The question that we created stated: What is the relationship between the percent GC and GC3 in AM-specific genes and genes present in AM and non-AM phages?

We utilized the following links establish a background on our topic:

https://www.ncbi.nlm.nih.gov/pmc/articles/PMC3923770/

https://www.omicsonline.org/open-access/the-gc-content-of-bacterial-genomes-2329-9002-2-e108.php?aid=26236

https://www.pnas.org/content/111/39/E4096

https://www.ncbi.nlm.nih.gov/pmc/articles/PMC4576692/

Conclusions/Next Steps

Next, we will begin collecting data regarding our scientific question and dive deeper into our independent research project.

Rationale

Today we will practice presenting our posters for URSA Scholars Day.

Procedure

• Each pair that signed up to present for Scholar’s day presented in front of the class.
• Questions and critiques were made to each group that presented.
• Helpful tips for presentations were given.

Results

Each group was able to create an outline for their presentation the following days.
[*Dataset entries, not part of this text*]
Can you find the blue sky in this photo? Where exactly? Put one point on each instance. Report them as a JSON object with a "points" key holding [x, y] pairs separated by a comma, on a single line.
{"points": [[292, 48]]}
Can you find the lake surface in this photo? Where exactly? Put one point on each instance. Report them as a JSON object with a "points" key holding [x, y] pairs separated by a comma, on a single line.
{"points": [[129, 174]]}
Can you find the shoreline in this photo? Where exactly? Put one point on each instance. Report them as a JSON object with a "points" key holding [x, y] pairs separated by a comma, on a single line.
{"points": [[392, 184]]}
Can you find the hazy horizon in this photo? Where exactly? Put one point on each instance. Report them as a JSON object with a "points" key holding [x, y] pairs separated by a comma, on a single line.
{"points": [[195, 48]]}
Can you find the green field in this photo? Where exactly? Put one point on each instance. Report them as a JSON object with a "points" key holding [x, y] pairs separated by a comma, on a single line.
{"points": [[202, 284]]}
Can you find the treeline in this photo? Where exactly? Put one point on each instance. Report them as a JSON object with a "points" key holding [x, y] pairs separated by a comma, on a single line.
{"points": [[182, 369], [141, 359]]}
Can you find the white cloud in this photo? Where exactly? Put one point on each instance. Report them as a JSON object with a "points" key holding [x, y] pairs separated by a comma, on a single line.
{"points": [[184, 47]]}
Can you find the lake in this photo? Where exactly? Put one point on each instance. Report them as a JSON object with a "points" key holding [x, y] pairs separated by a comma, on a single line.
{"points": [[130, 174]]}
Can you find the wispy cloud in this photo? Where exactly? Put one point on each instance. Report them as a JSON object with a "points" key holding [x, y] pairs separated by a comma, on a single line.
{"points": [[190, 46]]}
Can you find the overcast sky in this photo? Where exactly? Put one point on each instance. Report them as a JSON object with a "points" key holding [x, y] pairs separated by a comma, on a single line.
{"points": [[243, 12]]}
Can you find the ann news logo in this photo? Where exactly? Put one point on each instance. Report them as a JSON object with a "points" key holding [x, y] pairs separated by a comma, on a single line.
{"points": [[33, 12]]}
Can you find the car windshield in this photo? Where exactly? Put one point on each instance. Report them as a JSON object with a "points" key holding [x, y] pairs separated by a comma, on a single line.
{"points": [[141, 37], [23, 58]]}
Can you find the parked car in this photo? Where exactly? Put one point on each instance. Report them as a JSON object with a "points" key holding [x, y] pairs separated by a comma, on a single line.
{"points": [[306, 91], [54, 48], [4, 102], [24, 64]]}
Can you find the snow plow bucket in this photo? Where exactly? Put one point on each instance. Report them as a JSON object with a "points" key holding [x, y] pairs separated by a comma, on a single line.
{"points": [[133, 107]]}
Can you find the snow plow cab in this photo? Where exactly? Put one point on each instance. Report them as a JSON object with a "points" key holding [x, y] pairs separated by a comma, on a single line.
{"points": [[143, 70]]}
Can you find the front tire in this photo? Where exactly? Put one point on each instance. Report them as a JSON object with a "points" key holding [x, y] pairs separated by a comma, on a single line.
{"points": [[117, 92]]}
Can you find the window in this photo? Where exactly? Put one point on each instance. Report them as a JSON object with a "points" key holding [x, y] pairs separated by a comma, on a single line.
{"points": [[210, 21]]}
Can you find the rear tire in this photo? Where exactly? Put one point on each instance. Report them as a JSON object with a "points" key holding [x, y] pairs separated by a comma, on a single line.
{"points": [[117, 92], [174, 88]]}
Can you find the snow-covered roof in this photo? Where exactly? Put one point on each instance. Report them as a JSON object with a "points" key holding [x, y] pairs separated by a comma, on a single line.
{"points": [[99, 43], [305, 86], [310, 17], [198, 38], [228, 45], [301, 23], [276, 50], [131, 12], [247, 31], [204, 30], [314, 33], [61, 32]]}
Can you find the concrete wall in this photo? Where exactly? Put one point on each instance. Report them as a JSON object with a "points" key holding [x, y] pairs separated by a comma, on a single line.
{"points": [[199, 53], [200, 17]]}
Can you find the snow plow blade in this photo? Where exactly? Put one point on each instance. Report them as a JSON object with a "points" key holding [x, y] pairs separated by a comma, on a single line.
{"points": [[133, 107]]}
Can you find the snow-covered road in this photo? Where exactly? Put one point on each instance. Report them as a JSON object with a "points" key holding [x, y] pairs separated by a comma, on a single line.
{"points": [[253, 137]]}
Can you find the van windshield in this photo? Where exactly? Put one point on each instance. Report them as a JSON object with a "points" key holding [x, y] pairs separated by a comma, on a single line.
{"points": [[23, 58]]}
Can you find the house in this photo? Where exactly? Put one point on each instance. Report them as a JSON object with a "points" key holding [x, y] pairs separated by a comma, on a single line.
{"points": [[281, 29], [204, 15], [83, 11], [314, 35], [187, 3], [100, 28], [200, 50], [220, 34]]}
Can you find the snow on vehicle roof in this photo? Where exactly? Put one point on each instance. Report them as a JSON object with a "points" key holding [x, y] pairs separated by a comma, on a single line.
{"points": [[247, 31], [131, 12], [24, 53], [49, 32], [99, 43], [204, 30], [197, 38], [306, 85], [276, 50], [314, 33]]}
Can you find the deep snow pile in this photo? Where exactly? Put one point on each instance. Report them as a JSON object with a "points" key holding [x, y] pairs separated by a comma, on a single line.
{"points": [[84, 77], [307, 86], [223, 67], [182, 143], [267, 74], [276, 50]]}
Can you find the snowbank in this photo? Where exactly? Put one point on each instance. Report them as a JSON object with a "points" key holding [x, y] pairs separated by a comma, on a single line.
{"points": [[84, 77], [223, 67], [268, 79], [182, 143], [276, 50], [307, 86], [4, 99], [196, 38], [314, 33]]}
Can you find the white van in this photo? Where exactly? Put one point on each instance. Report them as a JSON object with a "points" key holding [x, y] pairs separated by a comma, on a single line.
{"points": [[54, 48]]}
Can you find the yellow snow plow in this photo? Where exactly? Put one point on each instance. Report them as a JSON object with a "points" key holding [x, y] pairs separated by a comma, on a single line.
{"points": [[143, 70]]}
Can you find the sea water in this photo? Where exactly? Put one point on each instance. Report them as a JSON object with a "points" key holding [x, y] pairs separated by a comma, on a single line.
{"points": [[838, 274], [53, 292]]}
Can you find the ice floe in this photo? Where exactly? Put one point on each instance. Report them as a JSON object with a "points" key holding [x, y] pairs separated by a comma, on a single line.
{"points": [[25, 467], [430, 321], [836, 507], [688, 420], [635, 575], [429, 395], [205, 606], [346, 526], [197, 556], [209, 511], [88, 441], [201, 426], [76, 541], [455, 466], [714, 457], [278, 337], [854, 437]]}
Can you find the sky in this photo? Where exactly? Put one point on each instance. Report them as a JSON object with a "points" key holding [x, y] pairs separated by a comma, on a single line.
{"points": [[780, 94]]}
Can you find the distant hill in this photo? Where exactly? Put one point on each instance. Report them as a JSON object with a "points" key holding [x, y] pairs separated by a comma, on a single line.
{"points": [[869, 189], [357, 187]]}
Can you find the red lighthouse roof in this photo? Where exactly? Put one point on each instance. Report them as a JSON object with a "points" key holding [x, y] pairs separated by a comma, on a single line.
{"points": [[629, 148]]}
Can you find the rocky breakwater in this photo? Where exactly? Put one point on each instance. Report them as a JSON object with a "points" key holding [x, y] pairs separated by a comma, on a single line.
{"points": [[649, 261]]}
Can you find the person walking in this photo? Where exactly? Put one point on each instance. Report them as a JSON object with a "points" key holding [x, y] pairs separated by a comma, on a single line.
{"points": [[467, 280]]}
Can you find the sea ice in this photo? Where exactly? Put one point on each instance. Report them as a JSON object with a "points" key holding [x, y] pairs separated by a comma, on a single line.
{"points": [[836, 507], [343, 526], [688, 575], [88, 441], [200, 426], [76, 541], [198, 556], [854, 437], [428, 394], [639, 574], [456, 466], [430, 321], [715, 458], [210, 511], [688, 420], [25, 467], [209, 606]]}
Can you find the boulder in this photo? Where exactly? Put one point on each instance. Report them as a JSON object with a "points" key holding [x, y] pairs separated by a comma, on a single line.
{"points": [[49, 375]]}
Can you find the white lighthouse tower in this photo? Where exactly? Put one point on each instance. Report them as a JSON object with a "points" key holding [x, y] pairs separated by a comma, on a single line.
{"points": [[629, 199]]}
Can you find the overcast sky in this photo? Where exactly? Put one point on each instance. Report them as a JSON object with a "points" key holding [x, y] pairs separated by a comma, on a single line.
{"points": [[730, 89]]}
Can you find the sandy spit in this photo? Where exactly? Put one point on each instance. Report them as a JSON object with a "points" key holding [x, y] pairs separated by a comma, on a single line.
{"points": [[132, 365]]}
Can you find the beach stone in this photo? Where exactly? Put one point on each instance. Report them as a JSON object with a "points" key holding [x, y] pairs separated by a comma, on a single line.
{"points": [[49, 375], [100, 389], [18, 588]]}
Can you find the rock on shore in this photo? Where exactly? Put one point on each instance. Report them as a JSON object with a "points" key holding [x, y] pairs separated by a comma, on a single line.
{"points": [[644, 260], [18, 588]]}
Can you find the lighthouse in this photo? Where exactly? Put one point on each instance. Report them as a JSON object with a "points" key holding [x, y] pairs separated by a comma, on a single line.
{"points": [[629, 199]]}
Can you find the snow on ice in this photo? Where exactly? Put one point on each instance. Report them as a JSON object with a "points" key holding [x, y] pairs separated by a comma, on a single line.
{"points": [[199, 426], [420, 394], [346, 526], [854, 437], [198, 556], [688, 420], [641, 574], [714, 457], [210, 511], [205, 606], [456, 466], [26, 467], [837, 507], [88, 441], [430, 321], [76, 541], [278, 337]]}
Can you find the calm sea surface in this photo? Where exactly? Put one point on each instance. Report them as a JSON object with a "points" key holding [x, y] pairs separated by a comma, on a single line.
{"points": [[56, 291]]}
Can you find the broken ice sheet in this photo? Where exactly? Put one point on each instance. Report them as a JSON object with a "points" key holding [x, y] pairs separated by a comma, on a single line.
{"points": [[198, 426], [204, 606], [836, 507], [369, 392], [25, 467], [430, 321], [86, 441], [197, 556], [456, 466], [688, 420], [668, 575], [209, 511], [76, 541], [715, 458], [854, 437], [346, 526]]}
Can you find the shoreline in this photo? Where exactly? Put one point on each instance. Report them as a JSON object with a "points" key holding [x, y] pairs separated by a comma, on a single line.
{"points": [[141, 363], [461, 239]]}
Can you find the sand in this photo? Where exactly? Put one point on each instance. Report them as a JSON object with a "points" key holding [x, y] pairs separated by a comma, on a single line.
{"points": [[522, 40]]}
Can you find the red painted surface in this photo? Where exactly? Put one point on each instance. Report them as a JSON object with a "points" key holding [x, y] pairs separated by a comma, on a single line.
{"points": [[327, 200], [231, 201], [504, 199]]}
We all gained a better understanding of what a poster presentation consisted of.

Conclusions/Next Steps

Next, we will present our poster at URSA Scholar’s Day and then begin to work on our independent research projects.

Rationale

Today we will finalize our independent research question and explore the tools needed to answer the question.

Procedure

• A final question was created using a mixture of the questions proposed on 3/25/19.
• DNA Master and a variety of external tools were used to explore the %GC in NapoleonB.
• DNA Master was also used to look for repeated sequences in NapoleonB.

Results

The new research question devised explores the characterization of the coding regions versus the non-coding regions of AM cluster phages by comparing the %GC and the number of repeated sequences present.

Shown below is a picture of DNA Master and the %GC data for gene 1.

Conclusion/Next Steps

Next, we will determine the %GC of the non-coding regions and the coding regions of NapoleonB. We will also look for repeated sequences in the genome. After analyzing NapoleonB, we will expand our research to more AM cluster phages.